Wild chimpanzees drinking wine from palm trees have helped shed light on a theory about evolution, scientists have said.
Chimps in the west African country of Guinea discovered a treat in raffia palms that local people tap to extract a sweet, milky sap that ferments into an alcoholic drink.
The apes scrunch up leaves in their mouths, moulding them into spongy pads that they dip into the sap-gathering container, which villagers attach to the tree near its crown.
Tests showed that the beverage's alcoholic content varied from 3.1% to 6.9%, the equivalent of strong beer.
Some of the chimps went a little ape.
"[They] consumed significant quantities of ethanol [alcohol] and displayed behavioural signs of inebriation," the scientific paper said.
"Researchers rarely collected detailed behavioural data before versus after exposure to ethanol, but some drinkers rested directly after imbibing fermented sap."

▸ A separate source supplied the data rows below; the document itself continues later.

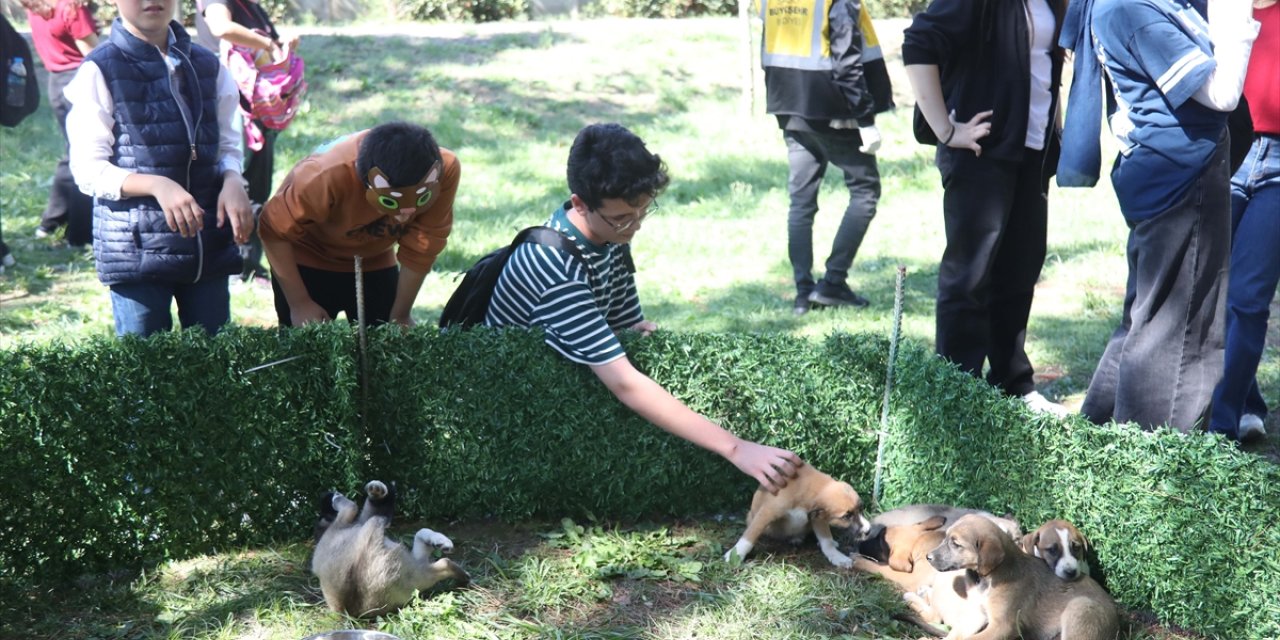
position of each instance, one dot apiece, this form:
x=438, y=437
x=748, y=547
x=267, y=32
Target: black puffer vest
x=131, y=238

The chimps are part of a closely-observed colony at Bossou in southern Guinea.
In 2008, one of the animals made the headlines when he was found to use a stick to "fish" for ants, an important discovery in the use of tools by our primate cousins.
Cases of animals ingesting alcohol are not exceptional. They include Swedish moose that get drunk on fermented apples, and monkeys on the Caribbean island of St Kitts that sneak gulps from holiday-makers' cocktails.
But the Bossou chimps, observed over 17 years, are the first to provide serious data about how much alcohol can be consumed in the wild.
At times, just one chimp would go to the top of the palm tree, the researchers found.
But on other occasions, there would be "drinking sessions" when several chimps would gather in the crown of the tree.
"Individuals either co-drank, with drinkers alternating dips of their leaf-sponges into the fermented palm sap, or one individual monopolised the container, whereas others waited their turn."
Over the 17 years, the researchers recorded 51 drinking events, 20 of which were "drinking sessions." They identified 13 adult and young chimps.
The animals made their sponges from leaves that villages had placed over the top of the containers to prevent dust and insects from contaminating the sap.
The findings back the so-called "drunken monkey" theory, that apes and humans share a genetic ability to break down alcohol that was handed down from a common ancestor.
By metabolising alcohol, according to this idea, our ancestors could eat fermented fruit found on the forest floor, gaining a precious additional source of calories and vitamins.
The study, headed by Kimberley Hockings of Oxford Brookes University in southern England, appears in the British journal Royal Society Open Science.